Chautard would direct Jeanne in her second feature opposite Frederick Warde, Under False Colors. was a timely film, set in Russia prior to the March 1917 dethronement of Czar Nicholas. Warde played John Colton, a millionaire who takes in Vera (Eagels), posing as a friend’s daughter who is fleeing Poland for America. ‘Vera’ is really the Countess Olga, having assumed the Polish girl’s identity when the boat they were traveling on was torpedoed and sank.

Under False Colors was released on September 23, with promotional blurbs proclaiming Jeanne ‘The Most Charming Woman on the American Stage!” Fortunately, this was a sentiment with which critics agreed whole-heartedly, citing her alliance with Warde as one of the ‘best starring combinations ever seen on the screen.’ Sadly, Under False Colors is now considered lost.

Émile Chautard (seated) directs Frederick Warde (left) and Jeanne Eagels (right) in 'Under False Colors' (1918)

Émile Chautard (seated) directs Frederick Warde (left) and Jeanne Eagels (right) in ‘Under False Colors’ (1918)

In his next film, Magda (1917), Chautard directed Clara Kimball Young.

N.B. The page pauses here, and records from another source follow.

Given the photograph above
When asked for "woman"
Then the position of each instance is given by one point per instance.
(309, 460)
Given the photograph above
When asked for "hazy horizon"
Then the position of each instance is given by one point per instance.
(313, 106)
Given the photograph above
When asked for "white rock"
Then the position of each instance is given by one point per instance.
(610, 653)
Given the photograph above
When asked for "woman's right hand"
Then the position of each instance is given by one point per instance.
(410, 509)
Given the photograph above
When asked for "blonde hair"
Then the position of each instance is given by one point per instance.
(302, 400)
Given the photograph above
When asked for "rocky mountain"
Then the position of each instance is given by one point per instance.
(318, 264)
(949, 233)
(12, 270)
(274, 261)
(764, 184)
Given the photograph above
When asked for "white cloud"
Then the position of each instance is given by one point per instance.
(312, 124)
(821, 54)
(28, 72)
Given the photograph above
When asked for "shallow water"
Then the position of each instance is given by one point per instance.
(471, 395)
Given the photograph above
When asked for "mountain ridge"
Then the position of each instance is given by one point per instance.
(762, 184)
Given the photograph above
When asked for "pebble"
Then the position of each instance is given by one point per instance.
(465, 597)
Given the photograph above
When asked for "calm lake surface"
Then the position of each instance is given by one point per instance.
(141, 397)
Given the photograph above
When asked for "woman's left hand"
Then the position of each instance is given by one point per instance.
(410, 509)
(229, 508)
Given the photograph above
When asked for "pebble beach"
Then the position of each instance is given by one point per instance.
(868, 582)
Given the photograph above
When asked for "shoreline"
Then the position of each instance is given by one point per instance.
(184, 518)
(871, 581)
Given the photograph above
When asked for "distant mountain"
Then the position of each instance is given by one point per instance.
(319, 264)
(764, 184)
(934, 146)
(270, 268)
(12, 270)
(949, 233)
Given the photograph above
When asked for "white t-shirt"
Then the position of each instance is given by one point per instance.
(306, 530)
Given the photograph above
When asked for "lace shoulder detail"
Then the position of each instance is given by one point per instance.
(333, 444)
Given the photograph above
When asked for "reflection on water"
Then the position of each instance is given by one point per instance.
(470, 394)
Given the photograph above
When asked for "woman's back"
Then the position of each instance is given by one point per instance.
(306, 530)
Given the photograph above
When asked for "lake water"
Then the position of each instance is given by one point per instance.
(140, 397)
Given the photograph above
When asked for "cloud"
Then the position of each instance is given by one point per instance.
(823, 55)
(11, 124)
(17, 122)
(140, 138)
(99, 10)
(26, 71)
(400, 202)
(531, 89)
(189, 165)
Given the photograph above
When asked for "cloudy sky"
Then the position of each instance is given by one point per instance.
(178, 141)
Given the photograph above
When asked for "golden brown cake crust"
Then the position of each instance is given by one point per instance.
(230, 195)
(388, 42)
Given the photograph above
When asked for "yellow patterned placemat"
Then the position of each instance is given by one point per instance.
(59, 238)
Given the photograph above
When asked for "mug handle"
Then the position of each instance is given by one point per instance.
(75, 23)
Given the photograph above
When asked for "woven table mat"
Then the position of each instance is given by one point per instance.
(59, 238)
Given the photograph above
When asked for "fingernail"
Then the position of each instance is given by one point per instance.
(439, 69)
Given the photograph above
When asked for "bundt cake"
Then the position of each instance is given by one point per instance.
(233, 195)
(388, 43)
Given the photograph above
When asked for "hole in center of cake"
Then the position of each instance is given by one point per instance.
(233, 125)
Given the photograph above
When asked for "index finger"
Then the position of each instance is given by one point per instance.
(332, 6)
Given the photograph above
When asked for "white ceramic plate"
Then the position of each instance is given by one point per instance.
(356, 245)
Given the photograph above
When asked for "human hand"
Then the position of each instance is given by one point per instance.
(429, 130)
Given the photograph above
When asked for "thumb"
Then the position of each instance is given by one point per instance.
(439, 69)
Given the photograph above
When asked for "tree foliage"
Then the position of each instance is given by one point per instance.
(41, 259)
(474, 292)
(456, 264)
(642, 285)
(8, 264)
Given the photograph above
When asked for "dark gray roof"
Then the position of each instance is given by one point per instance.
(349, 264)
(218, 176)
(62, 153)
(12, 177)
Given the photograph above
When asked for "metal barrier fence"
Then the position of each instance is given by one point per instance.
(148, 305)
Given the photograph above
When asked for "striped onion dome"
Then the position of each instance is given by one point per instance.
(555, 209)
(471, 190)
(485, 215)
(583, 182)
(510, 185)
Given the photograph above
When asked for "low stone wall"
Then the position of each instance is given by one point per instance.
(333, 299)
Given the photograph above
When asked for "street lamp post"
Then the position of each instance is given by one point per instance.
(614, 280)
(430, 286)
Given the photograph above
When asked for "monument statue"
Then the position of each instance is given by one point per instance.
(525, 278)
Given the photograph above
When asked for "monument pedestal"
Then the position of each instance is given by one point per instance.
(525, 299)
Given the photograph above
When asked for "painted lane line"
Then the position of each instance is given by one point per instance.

He worked with Frederick Warde again in The Heart of Ezra Greer, and with Italian actress Lina Cavalieri in The Eternal Temptress.

As World War I came to an end, Chautard chose not to return to France, but continued working for studios including Famous Players-Lasky, founded by Jesse Lasky and a precursor of Paramount Pictures. In 1918, he again directed Clara Kimball Young in The Marionettes and The House of Glass, produced by Young’s own company; and Alice Brady in The Ordeal of Rosetta, as well as former stage actress Pauline Frederick in Lasky’s Her Final Reckoning and A Daughter of the Old South, and Elsie Ferguson in Under the Greenwood Tree.

In 1919, Chautard would direct Pauline Frederick in Out of the Shadow, Paid in Full and Eyes of the Soul, and Elsie Ferguson in His Parisian Wife and The Marriage Price. While filming The Mystery of the Yellow Room, a remake of his 1913 film which he also produced, Chautard hired Josef Von Sternberg, a native Austrian whom he had mentored at World Film, as his assistant director.

Chautard’s next film, The Black Panthers’ Club (1921), starred another Broadway actress, Florence Reed. In Living Lies (1922), he directed Edmund Lowe, who had appeared onstage with Jeanne Eagels a year previously, in In The Night Watch. Chautard would reunite with Pauline Frederick for The Glory of Clementine (1922), and direct Billie Dove in Youth to Youth. Colleen Moore, the quintessential flapper, starred in Chautard’s Forsaking All Others, while the last of his forty American films as director, Daytime Wives (1923) and Untamed Youth (1924), both starred Derelys Perdue.

Émile Chautard (right) with June Collyer and Gary Cooper in 'A Man From Wyoming' (1930)

Émile Chautard (right) with June Collyer and Gary Cooper in ‘A Man From Wyoming’ (1930)

In his final decade, Émile Chautard returned to acting, appearing in nearly sixty films, including a handful made in France. After making his American acting debut in Paris at Midnight (1926), he played supporting roles in Frank Borzage’s 7th Heaven (1927), and opposite Colleen Moore in Lilac Time (1928) and Marion Davies in Marianne (1929.)

Chautard’s acting career surpassed the transition to sound. He had an uncredited part in Morocco (1930), directed by his former protégée, Josef Von Sternberg, and starring Marlene Dietrich. Chautard would play bit parts in Von Sternberg and Dietrich’s subsequent movies, as Major Lenard in Shanghai Express (1932), and ‘Chautard’, a nightclub manager, in Blonde Venus (1932.) He played an uncredited role in Rasputin and the Empress (1932), and General Pelletier in The Three Musketeers (1933.) In 1934, Chautard played a train conductor in Design for Living, Ernst Lubitsch’s adaptation of a Noel Coward farce.

His last film, Viva Villa!, would be released posthumously. Émile Chautard died on April 24, 1934, aged sixty-nine. He is interred at the Hollywood Forever Cemetery.